I do read in other places too — at the meal table, in waiting rooms — as always, but I don't linger. I lost an earlier great love of my life many years ago, and I learned then that keeping busy is one way to get through a bereavement.  That gave me the habit; I've been a busy person ever since, always putting a bit too much on my plate. In Andrew's final years I was busier than ever before, caring for him round the clock and still trying to keep up with everything else in my life. It's not like that now; I've stopped running on the adrenaline and slowed right down. But still I use the trick of keeping occupied so as not to wallow in grief. I don't suppress it, but I don't live in it all the time, either. Sitting down to read just doesn't happen as often; if I sit down, it's more likely at the computer or iPad, where I'm doing the writing — whether that's making out my shopping list, writing a poem, or talking to people on Facebook. Or creating a blog post, as I'm doing now.
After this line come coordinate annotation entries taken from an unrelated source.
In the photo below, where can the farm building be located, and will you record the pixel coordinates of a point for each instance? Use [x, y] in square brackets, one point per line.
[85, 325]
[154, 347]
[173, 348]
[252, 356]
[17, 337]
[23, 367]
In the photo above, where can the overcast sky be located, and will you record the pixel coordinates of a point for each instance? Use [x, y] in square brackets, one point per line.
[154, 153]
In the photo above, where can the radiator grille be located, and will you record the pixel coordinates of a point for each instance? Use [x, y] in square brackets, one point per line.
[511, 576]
Wouldn't you think a good book would be the very thing to take me out of myself? Apparently not. Which is rather odd, as watching TV or DVDs does. I guess that the act of reading allows the mind to wander too much — to go off on a trail of association, and suddenly come bang up against the grief once more. On screen, the action keeps on going and you have to stay with it. Yes, it has emotional effects, but then it and I move on.

Saturday, June 1, 2013

About the Blankets on the Bed

I feel such pangs over such small, unexpected things. They are things which mark change.

I put clean sheets on the bed. It now has winter blankets on. The weather is likely to get colder yet. I think about that happening, and about adding the big tiger rug. Then I realise with a pang that this will probably be all I need. 
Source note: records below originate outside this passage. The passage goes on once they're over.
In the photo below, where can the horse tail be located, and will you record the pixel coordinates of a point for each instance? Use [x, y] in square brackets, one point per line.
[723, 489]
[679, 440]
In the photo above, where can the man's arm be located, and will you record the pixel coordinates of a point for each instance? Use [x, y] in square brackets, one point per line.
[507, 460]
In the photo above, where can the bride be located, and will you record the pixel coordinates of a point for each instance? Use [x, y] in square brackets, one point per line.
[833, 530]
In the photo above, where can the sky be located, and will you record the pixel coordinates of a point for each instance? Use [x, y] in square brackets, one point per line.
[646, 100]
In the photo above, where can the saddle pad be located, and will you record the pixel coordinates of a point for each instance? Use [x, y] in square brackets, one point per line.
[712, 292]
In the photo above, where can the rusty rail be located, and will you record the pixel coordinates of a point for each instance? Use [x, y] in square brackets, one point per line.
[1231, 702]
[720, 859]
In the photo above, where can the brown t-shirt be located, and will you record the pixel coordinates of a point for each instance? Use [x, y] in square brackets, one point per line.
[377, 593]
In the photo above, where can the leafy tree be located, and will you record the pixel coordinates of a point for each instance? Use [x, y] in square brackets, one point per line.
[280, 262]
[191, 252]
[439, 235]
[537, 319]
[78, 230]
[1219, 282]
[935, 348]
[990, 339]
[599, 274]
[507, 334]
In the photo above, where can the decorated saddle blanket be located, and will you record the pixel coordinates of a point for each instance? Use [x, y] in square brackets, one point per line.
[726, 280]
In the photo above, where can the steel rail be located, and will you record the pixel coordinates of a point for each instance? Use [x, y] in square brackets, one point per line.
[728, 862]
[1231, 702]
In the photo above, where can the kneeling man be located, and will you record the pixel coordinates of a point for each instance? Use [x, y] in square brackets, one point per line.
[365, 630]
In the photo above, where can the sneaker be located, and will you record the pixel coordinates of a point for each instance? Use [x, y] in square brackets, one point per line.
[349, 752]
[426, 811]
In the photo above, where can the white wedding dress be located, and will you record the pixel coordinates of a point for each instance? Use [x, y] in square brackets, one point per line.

Andrew, with his circulation problems, sometimes had a lot of blankets on. We didn't have the tiger rug then, but we had various good woollen blankets, which each of us contributed to the household when we got together. Over the 20 years of our relationship, those blankets became our good friends, part of the family. Now, it's probable I'll never use them again — not on my bed. I have a moment of wishing for my friend Helen's ruthlessness in decluttering, but then I think I might need them for the spare beds, if at some time I have visitors in winter. They're doing no harm, stashed away in the bottom of the linen cupboard; they're not taking up space that I need for anything else. I may as well keep them. 

I straighten the big brown blanket which I'm using as a quilt at the moment. Andrew was the one who brought that into the marriage. I don't know its history prior to that — as I suppose he never knew the history of those chequered ones which I look at and remember my kids when they were little, and houses we lived in then. 

When I see the brown blanket, I  remember that when we lived up on Pinnacle Road I looked at the orange-gold satin ribbon edging it, which was worn and frayed and missing some sections, and decided the blanket itself was too good to be allowed to look like that any longer. I unpicked and removed all the ribbon, and got out some thick, deep red wool. You wouldn't think that'd go with dark brown, but it looked and still looks marvellous. I bound the edge all around with blanket stitch, using my big wool needle. Then I crocheted a fancy edging, hooking first into the row of blanket stitch. That must have been in 1995. It still looks good, and it kept us warm for the rest of those 20 years. Last year he was under it with me, and all those years before, every winter. But not this winter. Another pang.

I must stop dwelling on the memories that hurt. But they sneak up on me. They reside in my household goods, the familiar things we shared and enjoyed. So many memories! Good ones mainly, and occasionally I can dwell in them with pleasure. But, mostly, not yet.